Perlu dipahami, bahwa suporter baru mungkin perlu waktu bahwa mendukung bukan hanya soal sorakan ketika menang dan memberikan pujian personal ke pemain favorit mereka, tetapi juga mengenai keteguhan saat terpuruk.
Lalu di sisi lain, suporter lama perlu menyadari bahwa makin banyak yang mencintai skuad Garuda artinya makin besar pula kekuatan kolektif yang bisa dibentuk. Itu adalah sebuah keuntungan. Federasi pun sebaiknya tak pula tutup mata, penjagaan ini bukan hanya tugas para suporter.

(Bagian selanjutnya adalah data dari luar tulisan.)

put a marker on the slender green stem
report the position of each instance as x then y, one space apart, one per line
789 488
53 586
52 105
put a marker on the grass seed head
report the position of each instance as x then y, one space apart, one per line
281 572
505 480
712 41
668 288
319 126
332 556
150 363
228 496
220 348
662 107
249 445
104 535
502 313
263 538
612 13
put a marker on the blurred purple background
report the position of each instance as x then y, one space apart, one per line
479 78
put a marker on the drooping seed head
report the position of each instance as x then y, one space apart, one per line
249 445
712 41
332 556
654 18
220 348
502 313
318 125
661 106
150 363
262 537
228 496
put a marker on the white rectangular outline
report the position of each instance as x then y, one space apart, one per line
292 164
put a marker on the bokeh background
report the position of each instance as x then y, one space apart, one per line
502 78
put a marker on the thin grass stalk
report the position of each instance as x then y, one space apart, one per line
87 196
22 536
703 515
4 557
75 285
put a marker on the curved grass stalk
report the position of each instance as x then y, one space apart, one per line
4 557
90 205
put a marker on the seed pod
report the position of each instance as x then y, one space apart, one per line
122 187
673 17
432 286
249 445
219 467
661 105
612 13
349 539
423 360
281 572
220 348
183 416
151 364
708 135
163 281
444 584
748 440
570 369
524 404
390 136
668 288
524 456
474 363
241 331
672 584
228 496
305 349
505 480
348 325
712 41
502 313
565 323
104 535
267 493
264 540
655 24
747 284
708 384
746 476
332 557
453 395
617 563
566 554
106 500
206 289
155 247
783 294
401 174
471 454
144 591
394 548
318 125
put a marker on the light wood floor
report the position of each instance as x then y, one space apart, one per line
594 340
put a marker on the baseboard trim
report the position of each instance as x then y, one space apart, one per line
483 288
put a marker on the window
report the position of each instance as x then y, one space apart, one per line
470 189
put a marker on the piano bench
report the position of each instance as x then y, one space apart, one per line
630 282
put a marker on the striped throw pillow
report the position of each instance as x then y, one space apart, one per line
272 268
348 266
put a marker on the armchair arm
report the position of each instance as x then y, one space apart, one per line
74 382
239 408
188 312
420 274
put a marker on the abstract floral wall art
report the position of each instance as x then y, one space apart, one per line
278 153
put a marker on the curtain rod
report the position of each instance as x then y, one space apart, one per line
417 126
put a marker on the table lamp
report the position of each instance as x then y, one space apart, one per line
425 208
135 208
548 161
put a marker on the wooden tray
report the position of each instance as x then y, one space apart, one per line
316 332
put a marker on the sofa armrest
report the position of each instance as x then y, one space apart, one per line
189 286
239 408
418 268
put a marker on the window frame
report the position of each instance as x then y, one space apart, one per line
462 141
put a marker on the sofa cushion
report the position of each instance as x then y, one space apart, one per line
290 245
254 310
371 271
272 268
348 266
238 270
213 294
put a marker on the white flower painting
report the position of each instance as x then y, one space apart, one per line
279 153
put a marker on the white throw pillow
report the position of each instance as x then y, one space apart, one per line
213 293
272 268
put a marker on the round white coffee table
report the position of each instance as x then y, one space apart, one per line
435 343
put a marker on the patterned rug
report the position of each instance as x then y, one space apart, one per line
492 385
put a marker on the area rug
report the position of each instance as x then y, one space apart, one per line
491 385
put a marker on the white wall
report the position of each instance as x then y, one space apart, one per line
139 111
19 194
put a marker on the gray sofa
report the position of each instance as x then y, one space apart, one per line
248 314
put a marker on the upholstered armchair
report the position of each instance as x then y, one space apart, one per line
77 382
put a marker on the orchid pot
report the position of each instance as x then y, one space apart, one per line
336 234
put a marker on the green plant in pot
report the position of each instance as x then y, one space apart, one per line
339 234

Sebagai nahkoda, federasi berperan untuk membuat gelombang ini bukan sekadar euforia sesaat, melainkan momentum untuk membangun sistem dari akar yang kuat. Pada akhirnya, mendukung Timnas Indonesia kecintaan kita bukan tentang siapa yang paling dulu, tetapi siapa yang tetap tinggal, yang mau belajar, dan yang terus bernyanyi, meski suara kita berbeda nada.
Penulis: Bagas Dharma
*Segala pandangan dan opini yang disampaikan dalam tulisan ini sepenuhnya merupakan tanggung jawab penulis dan tidak mencerminkan pandangan resmi institusi atau pihak media online.*
(ktr/DIR)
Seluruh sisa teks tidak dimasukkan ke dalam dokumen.